Tens of thousands of Israelis attended a rally to demand a new government Saturday night in Rabin Square. Israel Police estimated that 40,000 people attended; the event’s organizers claimed more than 80,000 people showed up.
The rally was held under the banner, “Israel wants change,” and was being billed as an anti-Benjamin Netanyahu event.
Among the speakers scheduled to take part in the event were former Mossad chief Meir Dagan, Michal Kestan-Kedar ( the widow of a lieutenant-colonel who was killed in Operation Defensive Edge), a social justice activist, journalists and others.
In his speech, Dagan told the crowd that he is more scared of Israel’s leadership than its enemies. Saying that he wants neither a bi-national state nor an apartheid state, the former Mossad chief derided the current leadership for using fear and threats to present peace as unattainable.
“To those who say we don’t have any alternative, as somebody who worked directly with three prime ministers: there is a better alternative,” Dagan said.
“Just as there are unavoidable wars there are also unavoidable elections,” the visibly ill former Mossad chief said, describing the upcoming elections as an emergency call-up that Israel cannot ignore.

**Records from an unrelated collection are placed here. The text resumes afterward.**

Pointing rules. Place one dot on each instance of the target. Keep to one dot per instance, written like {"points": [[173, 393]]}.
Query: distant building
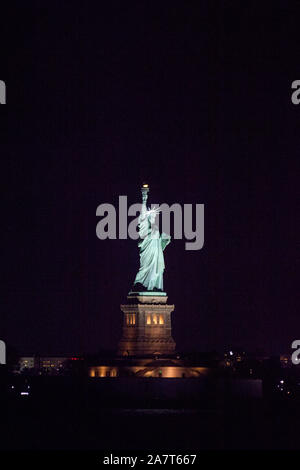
{"points": [[43, 364]]}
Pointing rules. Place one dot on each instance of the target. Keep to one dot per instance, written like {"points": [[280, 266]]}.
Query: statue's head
{"points": [[151, 214]]}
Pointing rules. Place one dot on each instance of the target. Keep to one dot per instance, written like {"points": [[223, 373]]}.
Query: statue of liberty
{"points": [[151, 246]]}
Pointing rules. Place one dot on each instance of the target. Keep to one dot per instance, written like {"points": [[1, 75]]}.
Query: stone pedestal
{"points": [[146, 325]]}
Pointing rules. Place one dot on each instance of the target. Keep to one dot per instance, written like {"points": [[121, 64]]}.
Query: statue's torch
{"points": [[145, 190]]}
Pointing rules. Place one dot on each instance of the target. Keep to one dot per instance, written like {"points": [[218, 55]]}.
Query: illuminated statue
{"points": [[151, 245]]}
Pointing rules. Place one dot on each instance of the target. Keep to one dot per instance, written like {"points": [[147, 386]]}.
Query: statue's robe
{"points": [[151, 245]]}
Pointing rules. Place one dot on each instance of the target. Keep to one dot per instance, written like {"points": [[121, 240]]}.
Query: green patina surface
{"points": [[149, 279]]}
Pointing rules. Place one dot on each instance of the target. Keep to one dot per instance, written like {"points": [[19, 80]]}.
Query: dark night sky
{"points": [[193, 97]]}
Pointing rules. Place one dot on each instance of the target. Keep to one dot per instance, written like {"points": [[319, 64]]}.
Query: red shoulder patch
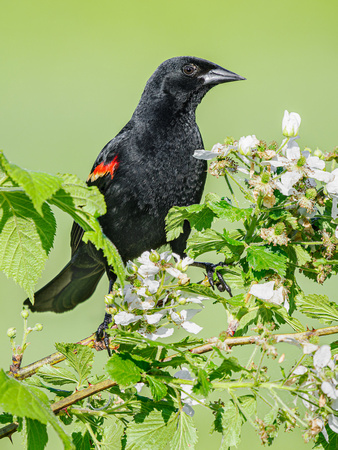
{"points": [[102, 169]]}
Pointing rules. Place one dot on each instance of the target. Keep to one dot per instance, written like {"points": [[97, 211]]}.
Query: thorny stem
{"points": [[57, 357]]}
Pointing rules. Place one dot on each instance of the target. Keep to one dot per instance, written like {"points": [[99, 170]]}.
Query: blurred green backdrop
{"points": [[72, 73]]}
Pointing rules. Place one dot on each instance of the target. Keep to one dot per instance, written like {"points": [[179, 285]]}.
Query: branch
{"points": [[90, 341]]}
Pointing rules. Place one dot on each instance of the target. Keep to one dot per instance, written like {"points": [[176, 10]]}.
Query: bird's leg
{"points": [[210, 270], [101, 331]]}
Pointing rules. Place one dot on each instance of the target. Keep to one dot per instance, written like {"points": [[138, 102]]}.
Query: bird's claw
{"points": [[221, 284], [101, 333]]}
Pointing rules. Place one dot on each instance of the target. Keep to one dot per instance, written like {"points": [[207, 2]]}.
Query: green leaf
{"points": [[79, 200], [37, 436], [26, 238], [158, 388], [205, 241], [224, 210], [209, 292], [109, 250], [263, 258], [248, 405], [317, 307], [199, 216], [292, 321], [232, 424], [302, 255], [123, 370], [81, 361], [38, 186], [154, 432], [17, 399], [57, 376], [112, 436], [185, 436]]}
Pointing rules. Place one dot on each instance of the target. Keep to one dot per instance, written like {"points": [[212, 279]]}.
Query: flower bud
{"points": [[291, 124], [108, 299], [11, 332], [265, 177], [154, 257], [24, 313], [311, 193], [318, 153], [279, 228]]}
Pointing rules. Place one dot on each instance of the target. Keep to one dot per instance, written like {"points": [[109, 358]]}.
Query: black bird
{"points": [[144, 171]]}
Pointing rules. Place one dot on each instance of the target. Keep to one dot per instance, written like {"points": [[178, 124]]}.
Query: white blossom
{"points": [[290, 124], [266, 292], [246, 144], [124, 318], [322, 357]]}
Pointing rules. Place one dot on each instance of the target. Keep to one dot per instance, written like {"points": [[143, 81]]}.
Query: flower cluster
{"points": [[152, 299]]}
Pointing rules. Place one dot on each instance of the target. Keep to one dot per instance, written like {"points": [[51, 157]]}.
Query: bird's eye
{"points": [[189, 69]]}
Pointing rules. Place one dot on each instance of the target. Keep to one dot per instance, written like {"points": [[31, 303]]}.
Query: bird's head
{"points": [[185, 80]]}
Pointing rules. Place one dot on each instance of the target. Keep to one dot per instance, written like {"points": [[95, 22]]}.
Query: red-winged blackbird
{"points": [[144, 171]]}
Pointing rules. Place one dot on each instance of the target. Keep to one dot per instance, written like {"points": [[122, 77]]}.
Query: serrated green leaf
{"points": [[57, 376], [37, 436], [205, 241], [248, 405], [199, 216], [26, 238], [78, 200], [37, 185], [185, 436], [232, 424], [224, 210], [154, 432], [317, 307], [114, 259], [263, 258], [209, 292], [81, 361], [112, 436], [203, 385], [302, 255], [292, 321], [158, 388], [23, 401], [123, 370]]}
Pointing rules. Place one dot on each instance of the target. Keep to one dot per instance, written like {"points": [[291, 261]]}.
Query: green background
{"points": [[71, 75]]}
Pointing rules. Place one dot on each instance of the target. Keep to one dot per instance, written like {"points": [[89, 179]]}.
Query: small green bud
{"points": [[11, 332], [311, 193], [301, 161], [279, 228], [108, 299], [154, 257], [265, 177], [24, 313]]}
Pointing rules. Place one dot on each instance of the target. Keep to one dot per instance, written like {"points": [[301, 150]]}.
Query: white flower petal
{"points": [[300, 370], [322, 357], [333, 423], [191, 327], [184, 374], [154, 318], [124, 318]]}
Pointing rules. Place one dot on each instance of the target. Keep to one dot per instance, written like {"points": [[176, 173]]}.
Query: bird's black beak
{"points": [[220, 75]]}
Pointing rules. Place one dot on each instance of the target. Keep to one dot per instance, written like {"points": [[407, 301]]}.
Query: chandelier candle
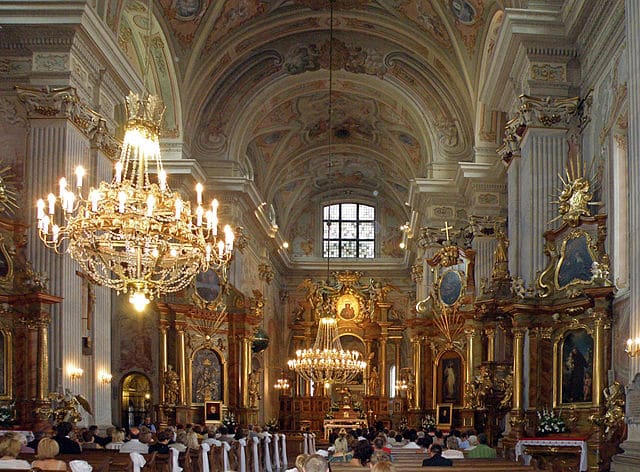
{"points": [[131, 234]]}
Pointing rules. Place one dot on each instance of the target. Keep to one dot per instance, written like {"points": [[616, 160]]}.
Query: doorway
{"points": [[136, 399]]}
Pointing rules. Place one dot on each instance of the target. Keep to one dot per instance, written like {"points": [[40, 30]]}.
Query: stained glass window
{"points": [[349, 230]]}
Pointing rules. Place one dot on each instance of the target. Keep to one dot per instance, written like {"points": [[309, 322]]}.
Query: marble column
{"points": [[544, 152], [631, 456]]}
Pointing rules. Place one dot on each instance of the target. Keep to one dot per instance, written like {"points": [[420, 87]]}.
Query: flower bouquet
{"points": [[229, 422], [550, 423], [6, 415], [428, 421]]}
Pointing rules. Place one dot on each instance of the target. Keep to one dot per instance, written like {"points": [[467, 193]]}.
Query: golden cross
{"points": [[446, 229]]}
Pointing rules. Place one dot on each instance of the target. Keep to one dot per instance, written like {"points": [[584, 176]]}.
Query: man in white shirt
{"points": [[134, 444]]}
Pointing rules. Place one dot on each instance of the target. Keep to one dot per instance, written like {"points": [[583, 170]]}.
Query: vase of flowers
{"points": [[6, 415], [550, 423], [428, 421], [229, 421]]}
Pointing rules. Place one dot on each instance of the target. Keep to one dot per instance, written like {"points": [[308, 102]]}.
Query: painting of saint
{"points": [[463, 11], [576, 262], [206, 376], [577, 367], [450, 287], [208, 285], [213, 411], [347, 307], [449, 378], [187, 9]]}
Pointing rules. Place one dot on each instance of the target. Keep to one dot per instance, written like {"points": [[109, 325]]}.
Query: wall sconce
{"points": [[633, 347], [74, 372], [104, 377]]}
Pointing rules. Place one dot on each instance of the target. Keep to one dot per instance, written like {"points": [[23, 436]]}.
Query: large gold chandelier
{"points": [[326, 362], [133, 235]]}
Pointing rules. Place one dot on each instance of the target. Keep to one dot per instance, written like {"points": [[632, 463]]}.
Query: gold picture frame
{"points": [[348, 307], [444, 415], [568, 390]]}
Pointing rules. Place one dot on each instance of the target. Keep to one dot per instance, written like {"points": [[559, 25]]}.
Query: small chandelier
{"points": [[282, 384], [133, 235], [326, 362]]}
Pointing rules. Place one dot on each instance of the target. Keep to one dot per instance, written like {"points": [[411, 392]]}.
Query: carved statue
{"points": [[254, 390], [411, 386], [171, 388], [374, 381], [614, 409]]}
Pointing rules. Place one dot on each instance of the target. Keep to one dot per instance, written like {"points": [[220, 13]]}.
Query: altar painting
{"points": [[576, 259], [576, 357], [206, 376], [449, 378]]}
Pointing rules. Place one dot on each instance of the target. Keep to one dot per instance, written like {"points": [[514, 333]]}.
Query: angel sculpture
{"points": [[65, 407]]}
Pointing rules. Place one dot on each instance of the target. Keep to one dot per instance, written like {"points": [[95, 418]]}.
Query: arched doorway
{"points": [[136, 399]]}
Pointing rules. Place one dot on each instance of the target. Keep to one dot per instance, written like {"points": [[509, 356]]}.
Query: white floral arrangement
{"points": [[550, 423], [6, 414], [229, 421], [273, 424], [428, 421]]}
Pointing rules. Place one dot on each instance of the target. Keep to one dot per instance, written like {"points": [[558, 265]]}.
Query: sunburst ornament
{"points": [[8, 194], [575, 195]]}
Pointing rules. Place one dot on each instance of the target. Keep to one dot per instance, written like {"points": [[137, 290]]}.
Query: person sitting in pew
{"points": [[47, 450], [66, 444], [9, 450], [482, 450], [435, 458], [134, 444], [161, 446], [117, 439], [452, 451]]}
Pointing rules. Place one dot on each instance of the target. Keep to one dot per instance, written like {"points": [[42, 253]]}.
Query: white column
{"points": [[544, 152], [484, 247], [631, 457]]}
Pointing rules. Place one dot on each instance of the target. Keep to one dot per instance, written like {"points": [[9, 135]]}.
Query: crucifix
{"points": [[446, 230]]}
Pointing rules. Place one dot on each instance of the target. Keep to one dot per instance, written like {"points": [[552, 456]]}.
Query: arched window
{"points": [[349, 230]]}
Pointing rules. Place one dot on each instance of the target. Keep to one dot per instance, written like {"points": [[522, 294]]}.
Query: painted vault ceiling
{"points": [[251, 80]]}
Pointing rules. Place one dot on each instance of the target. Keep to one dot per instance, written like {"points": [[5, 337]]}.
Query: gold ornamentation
{"points": [[613, 415], [130, 234], [64, 407], [265, 272], [546, 72], [416, 273]]}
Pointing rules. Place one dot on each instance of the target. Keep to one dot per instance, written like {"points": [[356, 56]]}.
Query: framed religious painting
{"points": [[448, 381], [208, 286], [213, 412], [573, 368], [576, 260], [444, 415], [5, 365]]}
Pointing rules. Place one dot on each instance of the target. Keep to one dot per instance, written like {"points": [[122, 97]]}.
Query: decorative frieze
{"points": [[265, 272]]}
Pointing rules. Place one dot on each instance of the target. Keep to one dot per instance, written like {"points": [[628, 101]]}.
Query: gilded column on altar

Former Israeli general Amiram Levine also addressed the crowd, stressing the importance of the Arab Peace Initiative. Addressing Israeli settlers in the West Bank, Amiram argued that peace “is the only way to preserve the settlement project, the settlement blocs and to hold on to the Golan Heights.”
Both men used the word “apartheid” in their warnings of the direction Israel is headed.
The event comes 10 days before Israelis head to the polls with no clear winner predicted. Labor and Tzipi Livni’s “Zionist Camp” is showing as the largest party in most polls, although Netanyahu’s Likud is not far behind.
Behind the Zionist Camp (23) and Likud (21), the Joint List of Arab parties grew in the most recent polls to up to 15 seats, according to aggregate polling Project 61.
Netanyahu has ruled out the possibility of forming a unity government with the Zionist Camp, leaving two possible coalitions: a far-right government that includes one or two of the centrist parties and the ultra-Orthodox; and, a center-left government that includes the centrist parties and the ultra-Orthodox, with the support of the Joint List from the opposition.